The number of American astronomers in this period was very small. The by-laws of the Astronomical and Astrophysical Society of America state that a quorum is constituted by twenty members. By the year 1900 only nine doctorates had been granted in astronomy in America. In that year there were four astronomical doctorates: two from Columbia University for G. N. Bauer and Carolyn Furness; one from the University of Chicago for Forest Ray Moulton; and one from Princeton University for Henry Norris Russell.

Some idea of what was considered important scientific work in this period can be garnered from the prizes that were awarded. E. E. Barnard received the Gold Medal of the Royal Astronomical Society in part for his discovery of the Jovian moon Jupiter 5 and for his astronomical photography with a portrait lens. His steamer, however, was caught in an Atlantic storm, and he did not arrive in time for the celebration ceremony. He is described as requiring several days to recover from the storm, whereupon the RAS hospitably gave a second dinner for him. Barnard’s lecture seems to have been spectacular and made full use of that recently improved audio-visual aid, the lantern slide projector.

In his discussion of his photograph of the region of the Milky Way near Theta Ophiuchus he concluded that “the entire groundwork of the Milky Way… has a substratum of nebulous matter.” (Meanwhile H. K. Palmer reported no nebulosity in photographs of the globular cluster M13.) Barnard, who was a superb visual observer, expressed considerable doubts about Percival Lowell’s view of an inhabited and canal-infested Mars. In his thanks to Barnard for his lecture, the president of the Royal Astronomical Society, Sir Robert Ball, voiced concern that henceforth he “should regard the canals in Mars with some suspicion, nay, even the seas [of Mars, the dark areas] had partly fallen under a ban. Perhaps the lecturer’s recent experiences on the Atlantic might explain something of this mistrust.” Lowell’s views were not then in favor in England, as another notice in Observatory indicated.

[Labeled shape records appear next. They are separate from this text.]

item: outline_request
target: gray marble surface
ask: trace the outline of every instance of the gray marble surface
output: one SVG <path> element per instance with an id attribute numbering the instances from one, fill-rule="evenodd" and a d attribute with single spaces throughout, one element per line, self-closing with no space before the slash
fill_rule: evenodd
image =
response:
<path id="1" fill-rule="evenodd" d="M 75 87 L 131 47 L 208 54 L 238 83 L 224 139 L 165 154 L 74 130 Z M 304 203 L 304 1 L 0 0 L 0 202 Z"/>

In response to an inquiry on which books had most pleased and interested him in 1896, Professor Norman Lockyer replied, “Mars by Percival Lowell, Sentimental Tommy by J. M. Barrie. (No Time for Reading Seriously).”

Prizes in astronomy for 1898 awarded by the Académie Française included one to Seth Chandler for the discovery of the variation in latitude; one to Belopolsky, partly for studies of spectroscopic binary stars; and one to Schott for work on terrestrial magnetism. There was also a prize competition for the best treatise on “the theory of perturbations of Hyperion,” a moon of Saturn. We are informed that “the only essay presented was that by Dr. G. W. Hill of Washington to whom the prize was awarded.”

The Astronomical Society of the Pacific’s Bruce Medal was awarded in 1899 to Dr. Arthur Auwers of Berlin. The dedicatory address included the following remarks: “Today Auwers stands at the head of German astronomy. In him is seen the highest type of investigator in our time, one perhaps better developed in Germany than in any other country. The work of men of this type is marked by minute and careful research, untiring industry in the accumulation of facts, caution in propounding new theories or explanations, and, above all, the absence of effort to gain recognition by being the first to make a discovery.” In 1899 the Henry Draper Gold Medal of the National Academy of Sciences was presented for the first time in seven years. The recipient was Keeler. In 1898 Brooks, whose observatory was in Geneva, New York, announced the discovery of his twenty-first comet-which Brooks described as “achieving his majority.” Shortly thereafter he received the Lalande Prize of the Académie Française for his record in discovering comets.